Algumas defesas individuais também foram expostas pelo grupo. Quando a pessoa está conversando com outra que é intransigente, que nunca aceita a opinião do outro, que quer estar sempre com a razão, fica-se em silêncio, escuta a outra pessoa e filtra só o que é interessante para o grupo.

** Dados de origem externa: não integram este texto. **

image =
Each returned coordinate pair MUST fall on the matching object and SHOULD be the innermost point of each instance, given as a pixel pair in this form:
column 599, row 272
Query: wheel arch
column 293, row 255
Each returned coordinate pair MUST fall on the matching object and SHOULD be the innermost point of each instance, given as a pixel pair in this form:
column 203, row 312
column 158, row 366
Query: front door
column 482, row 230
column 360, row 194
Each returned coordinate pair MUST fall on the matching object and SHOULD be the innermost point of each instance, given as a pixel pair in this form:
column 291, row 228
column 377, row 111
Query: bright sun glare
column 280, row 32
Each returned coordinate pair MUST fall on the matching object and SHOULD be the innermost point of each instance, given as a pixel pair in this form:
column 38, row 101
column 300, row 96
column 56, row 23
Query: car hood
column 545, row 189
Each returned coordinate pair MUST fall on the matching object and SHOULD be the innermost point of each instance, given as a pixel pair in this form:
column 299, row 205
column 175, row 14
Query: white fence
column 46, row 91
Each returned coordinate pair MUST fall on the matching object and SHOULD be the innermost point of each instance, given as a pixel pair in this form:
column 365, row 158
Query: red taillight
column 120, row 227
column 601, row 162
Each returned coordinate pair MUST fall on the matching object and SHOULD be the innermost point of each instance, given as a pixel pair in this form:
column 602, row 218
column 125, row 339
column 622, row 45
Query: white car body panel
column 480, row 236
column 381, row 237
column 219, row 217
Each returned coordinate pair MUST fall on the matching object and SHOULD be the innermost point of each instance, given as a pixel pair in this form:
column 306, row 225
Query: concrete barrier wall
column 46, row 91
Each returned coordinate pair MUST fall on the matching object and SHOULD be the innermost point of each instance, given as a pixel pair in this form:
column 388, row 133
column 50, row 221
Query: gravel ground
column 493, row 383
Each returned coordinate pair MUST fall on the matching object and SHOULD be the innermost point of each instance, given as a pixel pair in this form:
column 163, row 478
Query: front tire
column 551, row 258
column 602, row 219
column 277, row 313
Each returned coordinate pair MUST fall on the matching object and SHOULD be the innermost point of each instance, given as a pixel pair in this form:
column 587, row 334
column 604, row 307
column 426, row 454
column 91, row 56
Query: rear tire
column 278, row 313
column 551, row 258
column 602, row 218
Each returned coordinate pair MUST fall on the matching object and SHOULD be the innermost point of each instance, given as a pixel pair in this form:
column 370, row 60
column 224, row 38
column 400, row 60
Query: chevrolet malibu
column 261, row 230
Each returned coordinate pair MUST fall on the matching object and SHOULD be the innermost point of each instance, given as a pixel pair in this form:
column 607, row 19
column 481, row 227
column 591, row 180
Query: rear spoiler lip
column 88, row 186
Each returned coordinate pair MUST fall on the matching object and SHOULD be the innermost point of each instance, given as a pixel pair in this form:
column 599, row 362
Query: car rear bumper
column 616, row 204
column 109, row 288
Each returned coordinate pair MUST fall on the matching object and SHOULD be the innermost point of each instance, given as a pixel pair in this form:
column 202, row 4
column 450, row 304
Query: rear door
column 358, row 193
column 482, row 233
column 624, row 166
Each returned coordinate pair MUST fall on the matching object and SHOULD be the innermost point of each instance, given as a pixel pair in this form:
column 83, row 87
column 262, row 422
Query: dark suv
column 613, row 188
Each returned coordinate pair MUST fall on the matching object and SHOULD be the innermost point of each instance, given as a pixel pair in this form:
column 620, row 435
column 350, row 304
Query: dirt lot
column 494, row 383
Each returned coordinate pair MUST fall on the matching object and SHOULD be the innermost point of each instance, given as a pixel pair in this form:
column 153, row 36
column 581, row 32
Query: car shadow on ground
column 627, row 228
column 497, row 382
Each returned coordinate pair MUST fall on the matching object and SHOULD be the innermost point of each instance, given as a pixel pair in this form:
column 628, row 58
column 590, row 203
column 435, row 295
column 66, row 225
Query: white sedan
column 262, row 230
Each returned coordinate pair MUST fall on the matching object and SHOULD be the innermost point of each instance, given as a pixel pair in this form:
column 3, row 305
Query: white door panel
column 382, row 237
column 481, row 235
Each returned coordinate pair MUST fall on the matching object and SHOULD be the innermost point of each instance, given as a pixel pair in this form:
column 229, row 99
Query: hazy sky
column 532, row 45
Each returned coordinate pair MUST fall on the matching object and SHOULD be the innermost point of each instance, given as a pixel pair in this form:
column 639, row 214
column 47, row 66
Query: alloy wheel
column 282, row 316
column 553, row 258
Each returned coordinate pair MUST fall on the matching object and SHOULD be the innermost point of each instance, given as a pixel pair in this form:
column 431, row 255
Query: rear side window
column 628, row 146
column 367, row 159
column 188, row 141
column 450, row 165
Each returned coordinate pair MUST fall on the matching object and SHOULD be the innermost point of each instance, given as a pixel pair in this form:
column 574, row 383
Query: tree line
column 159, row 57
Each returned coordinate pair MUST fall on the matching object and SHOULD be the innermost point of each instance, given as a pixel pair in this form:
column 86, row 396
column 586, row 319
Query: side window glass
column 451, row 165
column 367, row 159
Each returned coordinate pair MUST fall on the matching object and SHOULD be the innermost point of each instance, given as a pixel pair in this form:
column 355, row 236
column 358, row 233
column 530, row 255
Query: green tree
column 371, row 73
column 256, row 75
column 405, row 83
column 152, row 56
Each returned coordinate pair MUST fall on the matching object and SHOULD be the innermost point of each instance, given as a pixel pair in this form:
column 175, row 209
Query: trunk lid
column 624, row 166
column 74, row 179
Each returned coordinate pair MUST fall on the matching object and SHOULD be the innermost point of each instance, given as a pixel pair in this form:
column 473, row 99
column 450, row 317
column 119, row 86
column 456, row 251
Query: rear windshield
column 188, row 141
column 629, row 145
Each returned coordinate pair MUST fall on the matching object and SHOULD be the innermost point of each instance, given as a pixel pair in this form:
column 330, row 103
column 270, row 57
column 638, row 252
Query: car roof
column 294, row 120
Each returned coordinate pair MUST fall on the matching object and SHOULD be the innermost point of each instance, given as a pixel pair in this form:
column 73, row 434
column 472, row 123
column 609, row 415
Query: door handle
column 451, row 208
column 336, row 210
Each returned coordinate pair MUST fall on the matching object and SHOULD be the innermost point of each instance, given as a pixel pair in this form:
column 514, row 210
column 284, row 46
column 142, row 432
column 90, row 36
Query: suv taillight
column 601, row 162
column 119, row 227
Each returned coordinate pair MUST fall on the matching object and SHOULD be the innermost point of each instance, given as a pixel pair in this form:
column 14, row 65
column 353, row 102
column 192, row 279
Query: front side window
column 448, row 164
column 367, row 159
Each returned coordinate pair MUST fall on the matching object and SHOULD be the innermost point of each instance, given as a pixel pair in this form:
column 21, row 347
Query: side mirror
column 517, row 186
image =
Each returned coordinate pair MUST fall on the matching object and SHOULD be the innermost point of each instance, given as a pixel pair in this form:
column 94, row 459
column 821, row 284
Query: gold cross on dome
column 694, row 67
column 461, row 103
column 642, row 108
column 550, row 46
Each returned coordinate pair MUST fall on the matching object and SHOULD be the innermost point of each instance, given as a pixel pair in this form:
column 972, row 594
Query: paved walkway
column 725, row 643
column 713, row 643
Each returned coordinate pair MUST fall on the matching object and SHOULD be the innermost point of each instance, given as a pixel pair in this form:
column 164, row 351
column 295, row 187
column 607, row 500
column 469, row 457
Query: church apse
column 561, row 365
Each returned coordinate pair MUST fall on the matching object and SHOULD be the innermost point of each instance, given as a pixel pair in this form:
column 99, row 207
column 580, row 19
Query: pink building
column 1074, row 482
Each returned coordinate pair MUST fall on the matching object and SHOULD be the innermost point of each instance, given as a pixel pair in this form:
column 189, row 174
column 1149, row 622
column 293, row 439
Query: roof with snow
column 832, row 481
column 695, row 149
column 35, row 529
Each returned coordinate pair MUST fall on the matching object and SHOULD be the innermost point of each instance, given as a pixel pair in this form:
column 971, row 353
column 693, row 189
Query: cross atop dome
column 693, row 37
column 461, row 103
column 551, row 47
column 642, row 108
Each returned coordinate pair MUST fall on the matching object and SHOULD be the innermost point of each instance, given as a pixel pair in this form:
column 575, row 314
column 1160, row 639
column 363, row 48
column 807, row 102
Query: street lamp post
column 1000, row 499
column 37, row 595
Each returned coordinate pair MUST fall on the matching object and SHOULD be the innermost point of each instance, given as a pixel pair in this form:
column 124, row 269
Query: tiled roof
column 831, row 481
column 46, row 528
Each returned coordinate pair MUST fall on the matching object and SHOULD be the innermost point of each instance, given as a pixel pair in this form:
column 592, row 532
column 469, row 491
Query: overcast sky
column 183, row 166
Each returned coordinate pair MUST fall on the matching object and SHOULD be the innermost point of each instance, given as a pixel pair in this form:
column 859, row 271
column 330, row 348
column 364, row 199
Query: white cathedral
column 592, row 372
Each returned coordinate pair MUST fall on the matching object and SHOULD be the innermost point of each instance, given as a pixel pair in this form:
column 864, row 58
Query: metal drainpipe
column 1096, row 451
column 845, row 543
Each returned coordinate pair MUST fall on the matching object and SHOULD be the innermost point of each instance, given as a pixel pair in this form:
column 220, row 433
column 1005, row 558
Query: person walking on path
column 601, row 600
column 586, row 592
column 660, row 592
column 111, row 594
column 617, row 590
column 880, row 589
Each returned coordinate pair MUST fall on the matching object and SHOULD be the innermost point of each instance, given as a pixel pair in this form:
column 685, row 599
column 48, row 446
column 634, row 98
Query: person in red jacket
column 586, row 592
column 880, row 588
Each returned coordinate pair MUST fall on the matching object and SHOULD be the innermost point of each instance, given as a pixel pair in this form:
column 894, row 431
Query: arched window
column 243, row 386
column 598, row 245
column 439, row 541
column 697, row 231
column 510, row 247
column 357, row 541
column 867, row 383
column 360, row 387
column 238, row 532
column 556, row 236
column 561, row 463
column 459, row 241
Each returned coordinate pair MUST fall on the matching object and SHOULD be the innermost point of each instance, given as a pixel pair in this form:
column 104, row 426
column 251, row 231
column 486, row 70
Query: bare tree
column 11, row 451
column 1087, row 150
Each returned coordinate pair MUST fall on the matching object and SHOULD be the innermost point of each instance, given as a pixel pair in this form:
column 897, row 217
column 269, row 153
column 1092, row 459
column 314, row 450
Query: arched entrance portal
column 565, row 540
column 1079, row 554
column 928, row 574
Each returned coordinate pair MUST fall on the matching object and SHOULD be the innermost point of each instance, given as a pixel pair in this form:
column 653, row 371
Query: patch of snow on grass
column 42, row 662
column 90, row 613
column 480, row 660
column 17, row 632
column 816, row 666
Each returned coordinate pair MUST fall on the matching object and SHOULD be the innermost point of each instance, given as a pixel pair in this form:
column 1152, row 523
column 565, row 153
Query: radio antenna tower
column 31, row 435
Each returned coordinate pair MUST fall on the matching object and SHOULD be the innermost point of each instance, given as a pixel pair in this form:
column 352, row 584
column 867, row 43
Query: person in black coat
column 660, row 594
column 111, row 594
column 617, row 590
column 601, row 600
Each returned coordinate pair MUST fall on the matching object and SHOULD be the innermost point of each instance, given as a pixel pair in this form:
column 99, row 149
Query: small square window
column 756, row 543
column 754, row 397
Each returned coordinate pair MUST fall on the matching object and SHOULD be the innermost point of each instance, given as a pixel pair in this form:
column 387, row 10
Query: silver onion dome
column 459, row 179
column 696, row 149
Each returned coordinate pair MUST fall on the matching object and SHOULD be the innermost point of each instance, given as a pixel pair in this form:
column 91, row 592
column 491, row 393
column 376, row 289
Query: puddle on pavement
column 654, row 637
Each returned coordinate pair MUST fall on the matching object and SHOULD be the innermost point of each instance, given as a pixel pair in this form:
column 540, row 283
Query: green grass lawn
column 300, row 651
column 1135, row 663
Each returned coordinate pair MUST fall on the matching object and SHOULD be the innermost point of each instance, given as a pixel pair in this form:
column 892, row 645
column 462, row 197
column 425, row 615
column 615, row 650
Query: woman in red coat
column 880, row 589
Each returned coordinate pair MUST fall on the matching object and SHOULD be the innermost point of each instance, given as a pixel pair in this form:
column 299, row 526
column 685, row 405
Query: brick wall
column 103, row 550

A psicodinâmica do trabalho tem ressaltado que os homens constroem estratégias defensivas como recursos simbólicos de virilidade, que tem a função de negar a percepção do perigo e ocultar a percepção de vulnerabilidade. Nessas profissões, os trabalhadores precisam superar o medo de acidente, de incidente, de doença e de morte, além de exaltar a coragem. Essa estratégia coletiva de defesa pode se manifestar, portanto, na ausência de medo, na indiferença em relação ao sofrimento e na invulnerabilidade (Dejours, 2004e). Mas no caso dos pilotos, conforme os estudos de Dejours (1992) com os pilotos de caça, o trabalho é fonte de sublimação e a coragem para a missão é mobilizada por uma escolha livre. O piloto não pode perder a consciência do risco, negá-lo ou desafiá-lo, pois isso o conduziria a morte. A virilidade, nesse caso, se evidencia por ser o serviço aéreo uma atividade viril e de prestígio, em que o profissional se mobilizar para enfrentar diversas situações de risco, de medo de acidentes e de superação. “Eu acho assim que todo mundo que entrou pra operações aéreas, sendo por qualquer motivo, uma hora viu que ia ser difícil, que a gente ia encontrar barreiras, obstáculos... tanto que algumas pessoas vieram e não estão mais”. “Cabe ressaltar a equipe de guerreiros que a gente tem aqui”.

Essas estratégias de defesa foram desenvolvidas na tentativa de preservar o equilíbrio emocional dos trabalhadores e garantir a segurança de voo. São necessárias quando o trabalho gera medo e ansiedades diversas, que podem estar relacionados tanto ao ambiente físico (riscos de acidentes e danos à saúde), como ao ritmo de trabalho e/ou às relações humanas. Percebe-se ainda que as estratégias de defesas contribuem para a

identificação de quem tem perfil para permanecer no grupo ou não. Quem consegue se adaptar as estratégias de defesas do grupo fica no grupo, caso contrário, o próprio contexto faz com que essas pessoas saiam. Não aceitar essas defesas pode gerar uma ameaça de desconstrução delas e colocar o grupo em risco.

Nessa pesquisa, não foram encontradas patologias relacionadas ao trabalho, uma vez que o profissional não pode voar se não estiver em condições de saúde física e mental satisfatórias para a realização da atividade. Mas além de vivências de sofrimento, que solicitaram estratégias de defesas, há danos físicos e psicossociais.